When he won his world title in 2017, in Kenya, he spent the winter beforehand watching videos on Kenyan plowing. Knowing the soil was volcanic ash, which sticks to steel, he built all-new equipment out of plastic.
And he won in a wipeout.
“I was in the zone,” he said. “I won by an unusually large margin.”
No money, just pride
There’s no money in competitive plowing — in fact, Gruber spends thousands of dollars each year on equipment, supplies and travel, to say nothing of the countless hours he invests in practicing three to four times a week from spring through fall.

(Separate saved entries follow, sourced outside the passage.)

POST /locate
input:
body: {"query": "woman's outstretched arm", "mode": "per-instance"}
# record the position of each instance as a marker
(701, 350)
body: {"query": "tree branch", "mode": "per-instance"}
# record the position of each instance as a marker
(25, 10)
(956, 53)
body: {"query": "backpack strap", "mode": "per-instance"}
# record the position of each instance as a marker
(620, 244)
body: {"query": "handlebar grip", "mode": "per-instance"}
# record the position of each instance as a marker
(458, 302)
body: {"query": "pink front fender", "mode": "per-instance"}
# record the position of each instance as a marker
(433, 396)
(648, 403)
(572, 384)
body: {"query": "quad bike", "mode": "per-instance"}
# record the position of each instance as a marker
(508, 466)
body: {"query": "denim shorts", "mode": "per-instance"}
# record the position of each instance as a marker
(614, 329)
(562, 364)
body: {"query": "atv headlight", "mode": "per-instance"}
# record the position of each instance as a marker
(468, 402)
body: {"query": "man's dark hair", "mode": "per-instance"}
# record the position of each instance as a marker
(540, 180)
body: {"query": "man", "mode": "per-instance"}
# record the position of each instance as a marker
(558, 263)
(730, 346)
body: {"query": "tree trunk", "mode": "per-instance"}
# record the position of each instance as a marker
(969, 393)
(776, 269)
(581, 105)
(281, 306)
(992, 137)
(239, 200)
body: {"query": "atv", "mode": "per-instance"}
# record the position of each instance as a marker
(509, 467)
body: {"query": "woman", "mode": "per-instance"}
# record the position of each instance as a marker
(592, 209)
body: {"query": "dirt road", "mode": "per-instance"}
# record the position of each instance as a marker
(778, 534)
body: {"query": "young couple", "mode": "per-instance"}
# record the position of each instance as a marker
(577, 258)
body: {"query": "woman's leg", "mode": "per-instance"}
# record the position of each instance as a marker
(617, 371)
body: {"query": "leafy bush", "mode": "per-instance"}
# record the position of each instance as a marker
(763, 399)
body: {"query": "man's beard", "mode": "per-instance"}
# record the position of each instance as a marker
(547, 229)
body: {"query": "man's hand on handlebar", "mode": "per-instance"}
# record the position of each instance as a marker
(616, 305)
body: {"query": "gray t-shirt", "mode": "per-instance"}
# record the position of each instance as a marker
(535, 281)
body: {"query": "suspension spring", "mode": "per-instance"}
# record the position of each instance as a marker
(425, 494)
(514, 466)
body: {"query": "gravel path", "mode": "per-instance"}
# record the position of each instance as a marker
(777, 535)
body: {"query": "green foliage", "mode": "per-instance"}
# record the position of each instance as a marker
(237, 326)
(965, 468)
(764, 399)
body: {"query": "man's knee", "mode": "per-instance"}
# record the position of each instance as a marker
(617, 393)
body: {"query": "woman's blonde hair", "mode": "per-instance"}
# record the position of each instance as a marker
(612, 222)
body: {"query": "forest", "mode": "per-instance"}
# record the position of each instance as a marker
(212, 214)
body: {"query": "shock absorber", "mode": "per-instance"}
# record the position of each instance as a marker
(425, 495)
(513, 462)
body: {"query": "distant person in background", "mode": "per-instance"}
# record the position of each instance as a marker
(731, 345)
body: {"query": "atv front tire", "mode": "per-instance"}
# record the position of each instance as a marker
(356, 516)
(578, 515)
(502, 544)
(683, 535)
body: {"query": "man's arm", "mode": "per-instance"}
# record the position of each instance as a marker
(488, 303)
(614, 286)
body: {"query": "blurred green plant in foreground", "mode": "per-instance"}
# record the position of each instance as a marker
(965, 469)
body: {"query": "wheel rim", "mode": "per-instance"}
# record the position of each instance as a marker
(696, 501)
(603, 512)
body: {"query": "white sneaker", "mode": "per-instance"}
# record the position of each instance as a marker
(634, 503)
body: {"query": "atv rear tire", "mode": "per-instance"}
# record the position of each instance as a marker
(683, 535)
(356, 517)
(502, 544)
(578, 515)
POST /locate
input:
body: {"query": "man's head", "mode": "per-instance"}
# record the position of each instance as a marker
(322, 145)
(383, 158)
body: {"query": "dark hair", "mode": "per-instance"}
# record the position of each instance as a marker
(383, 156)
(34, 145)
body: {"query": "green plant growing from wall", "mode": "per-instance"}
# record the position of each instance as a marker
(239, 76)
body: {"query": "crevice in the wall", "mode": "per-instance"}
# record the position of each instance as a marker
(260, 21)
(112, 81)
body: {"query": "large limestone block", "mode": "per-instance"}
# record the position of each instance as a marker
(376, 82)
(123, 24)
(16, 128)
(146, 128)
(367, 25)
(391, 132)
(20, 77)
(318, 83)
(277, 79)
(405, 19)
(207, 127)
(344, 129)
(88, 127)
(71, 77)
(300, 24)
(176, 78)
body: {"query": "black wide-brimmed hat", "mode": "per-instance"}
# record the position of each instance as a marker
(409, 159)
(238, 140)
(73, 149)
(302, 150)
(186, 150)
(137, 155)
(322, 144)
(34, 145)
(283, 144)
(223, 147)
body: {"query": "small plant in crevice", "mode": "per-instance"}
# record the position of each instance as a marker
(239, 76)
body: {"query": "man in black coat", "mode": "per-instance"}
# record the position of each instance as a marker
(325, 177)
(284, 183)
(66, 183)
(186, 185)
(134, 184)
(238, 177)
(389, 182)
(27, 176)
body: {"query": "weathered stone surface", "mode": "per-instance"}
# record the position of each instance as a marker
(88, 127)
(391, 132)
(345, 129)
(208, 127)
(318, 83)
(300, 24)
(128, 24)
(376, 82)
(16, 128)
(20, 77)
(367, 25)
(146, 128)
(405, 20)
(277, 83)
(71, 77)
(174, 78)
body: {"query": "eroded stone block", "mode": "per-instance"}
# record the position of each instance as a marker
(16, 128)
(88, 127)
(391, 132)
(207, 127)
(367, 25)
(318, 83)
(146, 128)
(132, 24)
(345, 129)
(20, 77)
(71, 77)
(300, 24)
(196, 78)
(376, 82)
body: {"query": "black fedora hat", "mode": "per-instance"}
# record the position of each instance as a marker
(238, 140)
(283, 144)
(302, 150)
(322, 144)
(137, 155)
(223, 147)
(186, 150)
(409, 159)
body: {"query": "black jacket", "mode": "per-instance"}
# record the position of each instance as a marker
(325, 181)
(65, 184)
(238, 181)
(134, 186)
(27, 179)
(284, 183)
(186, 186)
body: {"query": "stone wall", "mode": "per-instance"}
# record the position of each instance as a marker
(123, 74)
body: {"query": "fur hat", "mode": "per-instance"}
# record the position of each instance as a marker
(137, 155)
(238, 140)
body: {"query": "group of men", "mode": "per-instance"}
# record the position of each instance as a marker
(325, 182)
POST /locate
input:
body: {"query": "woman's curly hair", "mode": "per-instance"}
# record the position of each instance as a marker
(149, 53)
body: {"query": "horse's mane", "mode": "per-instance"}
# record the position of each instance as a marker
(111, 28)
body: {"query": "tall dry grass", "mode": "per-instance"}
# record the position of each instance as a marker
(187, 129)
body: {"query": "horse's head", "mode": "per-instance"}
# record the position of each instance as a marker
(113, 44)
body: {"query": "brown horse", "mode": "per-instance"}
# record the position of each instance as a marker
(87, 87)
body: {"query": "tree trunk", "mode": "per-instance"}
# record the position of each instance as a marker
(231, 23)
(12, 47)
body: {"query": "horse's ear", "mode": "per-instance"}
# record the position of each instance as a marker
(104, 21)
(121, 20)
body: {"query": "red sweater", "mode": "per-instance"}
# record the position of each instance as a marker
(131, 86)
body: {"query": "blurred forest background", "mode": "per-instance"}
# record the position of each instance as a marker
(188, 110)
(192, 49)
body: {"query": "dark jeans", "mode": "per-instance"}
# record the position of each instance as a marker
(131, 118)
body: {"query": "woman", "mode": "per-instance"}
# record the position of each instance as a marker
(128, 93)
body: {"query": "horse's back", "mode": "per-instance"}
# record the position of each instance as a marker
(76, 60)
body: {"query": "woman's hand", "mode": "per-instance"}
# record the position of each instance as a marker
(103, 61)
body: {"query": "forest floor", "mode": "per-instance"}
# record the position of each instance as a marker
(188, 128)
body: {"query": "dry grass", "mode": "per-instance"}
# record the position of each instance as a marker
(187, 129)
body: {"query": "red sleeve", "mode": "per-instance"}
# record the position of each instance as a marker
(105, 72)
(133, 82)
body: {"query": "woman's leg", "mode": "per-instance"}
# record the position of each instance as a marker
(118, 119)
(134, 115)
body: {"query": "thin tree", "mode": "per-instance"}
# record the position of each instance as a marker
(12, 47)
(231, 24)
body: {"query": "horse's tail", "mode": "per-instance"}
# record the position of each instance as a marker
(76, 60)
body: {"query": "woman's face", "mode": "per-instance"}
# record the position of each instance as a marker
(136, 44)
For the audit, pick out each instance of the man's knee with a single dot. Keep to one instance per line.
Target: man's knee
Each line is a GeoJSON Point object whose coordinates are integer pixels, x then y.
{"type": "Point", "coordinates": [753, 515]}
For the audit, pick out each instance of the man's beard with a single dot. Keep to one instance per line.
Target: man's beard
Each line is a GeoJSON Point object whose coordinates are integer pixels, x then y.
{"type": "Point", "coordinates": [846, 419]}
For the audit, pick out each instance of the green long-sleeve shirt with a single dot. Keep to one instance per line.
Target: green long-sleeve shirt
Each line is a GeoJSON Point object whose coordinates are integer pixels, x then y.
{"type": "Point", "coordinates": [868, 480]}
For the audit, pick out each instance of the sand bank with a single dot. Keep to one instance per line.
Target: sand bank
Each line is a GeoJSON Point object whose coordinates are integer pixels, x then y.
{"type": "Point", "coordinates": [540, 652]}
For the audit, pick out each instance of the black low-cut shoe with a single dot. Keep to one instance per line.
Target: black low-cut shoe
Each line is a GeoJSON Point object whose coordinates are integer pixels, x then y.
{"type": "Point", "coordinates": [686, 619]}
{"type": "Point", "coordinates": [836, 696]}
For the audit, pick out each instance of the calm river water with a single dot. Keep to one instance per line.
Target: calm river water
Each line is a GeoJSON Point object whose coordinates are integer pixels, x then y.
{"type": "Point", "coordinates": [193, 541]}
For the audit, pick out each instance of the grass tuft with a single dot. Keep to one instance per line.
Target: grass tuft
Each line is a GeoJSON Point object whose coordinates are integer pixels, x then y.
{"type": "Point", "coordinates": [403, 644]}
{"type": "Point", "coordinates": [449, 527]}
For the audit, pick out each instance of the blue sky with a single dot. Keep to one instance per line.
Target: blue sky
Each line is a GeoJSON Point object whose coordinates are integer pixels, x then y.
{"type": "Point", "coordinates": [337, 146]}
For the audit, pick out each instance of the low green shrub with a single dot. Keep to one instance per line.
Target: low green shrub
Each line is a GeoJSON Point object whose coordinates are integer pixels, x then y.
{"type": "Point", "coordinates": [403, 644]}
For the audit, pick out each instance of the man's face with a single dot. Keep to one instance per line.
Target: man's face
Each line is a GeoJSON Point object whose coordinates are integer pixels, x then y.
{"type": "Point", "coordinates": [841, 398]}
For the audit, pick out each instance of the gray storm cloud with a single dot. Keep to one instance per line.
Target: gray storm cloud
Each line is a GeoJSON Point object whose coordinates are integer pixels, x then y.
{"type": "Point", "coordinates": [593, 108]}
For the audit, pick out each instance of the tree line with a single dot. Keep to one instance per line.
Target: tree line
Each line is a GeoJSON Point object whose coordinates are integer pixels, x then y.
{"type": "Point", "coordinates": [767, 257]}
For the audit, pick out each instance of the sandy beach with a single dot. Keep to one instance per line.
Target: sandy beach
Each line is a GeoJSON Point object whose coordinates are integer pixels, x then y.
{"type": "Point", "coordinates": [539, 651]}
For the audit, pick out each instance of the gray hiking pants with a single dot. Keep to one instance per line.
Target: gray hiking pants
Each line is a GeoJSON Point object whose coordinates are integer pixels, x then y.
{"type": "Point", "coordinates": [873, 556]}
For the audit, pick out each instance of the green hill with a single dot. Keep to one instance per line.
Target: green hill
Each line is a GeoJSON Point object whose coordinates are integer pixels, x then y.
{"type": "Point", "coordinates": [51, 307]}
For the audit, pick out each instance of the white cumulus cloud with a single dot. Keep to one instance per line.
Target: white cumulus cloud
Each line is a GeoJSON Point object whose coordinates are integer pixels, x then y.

When Gruber won his world title, his prize was a large golden trophy in the shape of a plow, which he had to give back after a year. He did get a small replica to keep, which now resides in the well-filled trophy case in the office of his welding shop.
Gruber is optimistic about his chances this year, because he’ll be able to use his own equipment. With the competition rotating among far-flung locations — recent events have been held in Croatia, New Zealand, Denmark and Ireland — he sometimes uses plows supplied to him on-site by the Norwegian manufacturer Kverneland.
As usual, Gruber has scoped out the terrain in Baudette. The soil is sandy, he said: “It will show every mistake.” And conditions can vary widely based on how dry or wet the soil is.
Competitive plowing is about angles and geometry, traced out in earth. And this quiet, careful Minnesotan is a master of the exacting skills required to do it well.
If the day comes when he competes against his daughter, he won’t be rattled, no matter what the outcome.
“I’ve been beaten by girls before,” he said with a laugh. “It’s OK.”